Gee, she would have fit right in
City Council candidate Karen Kay Christopher, a nonlawyer who represented herself on charges of refusing to return a rental car, was repeatedly held in contempt of court for making improper statements before being convicted, ordered to jail for six months, slapped with another 380 days for contempt, fined $250 for filing frivolous lawsuits against prosecutors and police, then hit with another 30 days for contempt at a sanctions hearing.

There's a reason the story broke on April 1
Channel 13 TV news anchor Bob Boudreaux announced he is thinking about running against County Commissioner Steve Radack in 2000.

Well, at least he got his adjectives right
City Council members complained that John P. Trotter, creator of an Internet site opposing the city's new restrictions on sexually oriented businesses, had misrepresented their voting records while posting their home phone numbers and describing them variously as "silly Gracie Saenz," "wicked Martha Wong," "ridiculous Judson Robinson" and "catatonic John Kelley."

You can take the boy out of the Washburn Tunnel, but....
Robert Lee Nichols, the former small-town mayor who was nominated by Governor Bush to the Texas Transportation Commission, defended his knowledge of urban traffic issues by citing the first ten years of his life spent living near the Washburn Tunnel in Pasadena, plus the semesters he once spent in Texas City and South Houston for an engineering program.

Surprise, surprise
When bribery and conspiracy indictments in last year's City Hall sting finally came down, secret FBI tapes showed pivotal figure Ben Reyes, the former councilman and state representative, bragging to two cash-flashing undercover feds, "We're going to go and purchase us some leaders, 'cause that's what it takes, I mean, I never did it for nothing."
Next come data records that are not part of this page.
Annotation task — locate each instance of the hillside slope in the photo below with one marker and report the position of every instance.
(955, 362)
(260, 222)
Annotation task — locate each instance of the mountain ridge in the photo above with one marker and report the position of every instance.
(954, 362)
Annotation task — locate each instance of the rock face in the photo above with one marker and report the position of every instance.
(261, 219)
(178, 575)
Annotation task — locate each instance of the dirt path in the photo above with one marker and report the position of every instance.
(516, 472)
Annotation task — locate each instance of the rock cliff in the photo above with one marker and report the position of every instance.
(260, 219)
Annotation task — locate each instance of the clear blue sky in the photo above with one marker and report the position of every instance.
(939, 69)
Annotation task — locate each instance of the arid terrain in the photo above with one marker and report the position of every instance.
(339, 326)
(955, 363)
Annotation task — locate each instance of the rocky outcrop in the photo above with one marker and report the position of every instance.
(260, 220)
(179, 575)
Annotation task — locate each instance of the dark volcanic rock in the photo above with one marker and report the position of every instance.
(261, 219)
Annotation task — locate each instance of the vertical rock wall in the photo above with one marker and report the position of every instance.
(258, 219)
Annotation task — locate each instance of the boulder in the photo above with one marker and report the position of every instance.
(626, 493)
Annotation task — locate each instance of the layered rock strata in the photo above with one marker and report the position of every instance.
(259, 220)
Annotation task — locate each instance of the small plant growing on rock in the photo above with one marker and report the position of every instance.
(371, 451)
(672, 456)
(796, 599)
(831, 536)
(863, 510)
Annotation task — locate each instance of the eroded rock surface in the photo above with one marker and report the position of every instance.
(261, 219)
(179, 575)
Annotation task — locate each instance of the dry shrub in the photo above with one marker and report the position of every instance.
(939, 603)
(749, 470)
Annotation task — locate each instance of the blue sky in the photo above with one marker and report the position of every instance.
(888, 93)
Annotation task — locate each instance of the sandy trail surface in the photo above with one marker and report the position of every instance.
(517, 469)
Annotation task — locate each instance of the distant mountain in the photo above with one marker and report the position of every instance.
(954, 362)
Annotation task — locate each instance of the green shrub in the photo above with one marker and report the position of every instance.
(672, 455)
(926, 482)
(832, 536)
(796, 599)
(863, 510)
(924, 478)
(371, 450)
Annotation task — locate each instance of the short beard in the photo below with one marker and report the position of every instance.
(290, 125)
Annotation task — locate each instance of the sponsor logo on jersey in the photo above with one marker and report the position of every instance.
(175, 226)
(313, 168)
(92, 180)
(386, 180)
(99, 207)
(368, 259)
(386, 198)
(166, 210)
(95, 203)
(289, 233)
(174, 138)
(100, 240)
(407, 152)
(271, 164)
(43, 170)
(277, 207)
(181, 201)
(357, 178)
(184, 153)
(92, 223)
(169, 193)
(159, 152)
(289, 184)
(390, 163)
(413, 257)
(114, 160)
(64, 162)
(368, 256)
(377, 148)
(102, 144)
Is this what they mean by "the banality of evil"?
Those indictments asserted that Reyes passed $1,500 in sting cash to Councilman Michael Yarbrough in the men's room at Carrabba's, and $2,500 to former councilman John Peavy in the urinal of the restaurant at the Wyndham Warwick.

He was all out of toilet paper
After City Councilman Rob Todd sneaked into the Council chamber and wrapped Mayor Lanier's chair with yellow "Free Kingwood" banners left over from an anti-annexation rally, Lanier staffers canceled Todd's electronic access card to City Hall.

It takes a hot dog to know one
The ever-verbose and obstreperous Rob Todd, during one Council meeting, displayed on the rail in front of his seat a tiny replica of the Oscar Meyer Wienermobile.

Duh
City Council members, two of whom are under indictment and who, as a body, gave city workers a 3 percent pay raise this year, said they would accept an automatically calculated 8.4 percent pay raise for themselves.

Somewhere, Lurleen Wallace and Ma Ferguson are smiling
At the very last minute, Olympics-obsessed Councilman John Kelley withdrew as a candidate, leaving a clear field for his totally inexperienced wife, Jean, an art teacher, to run for his seat.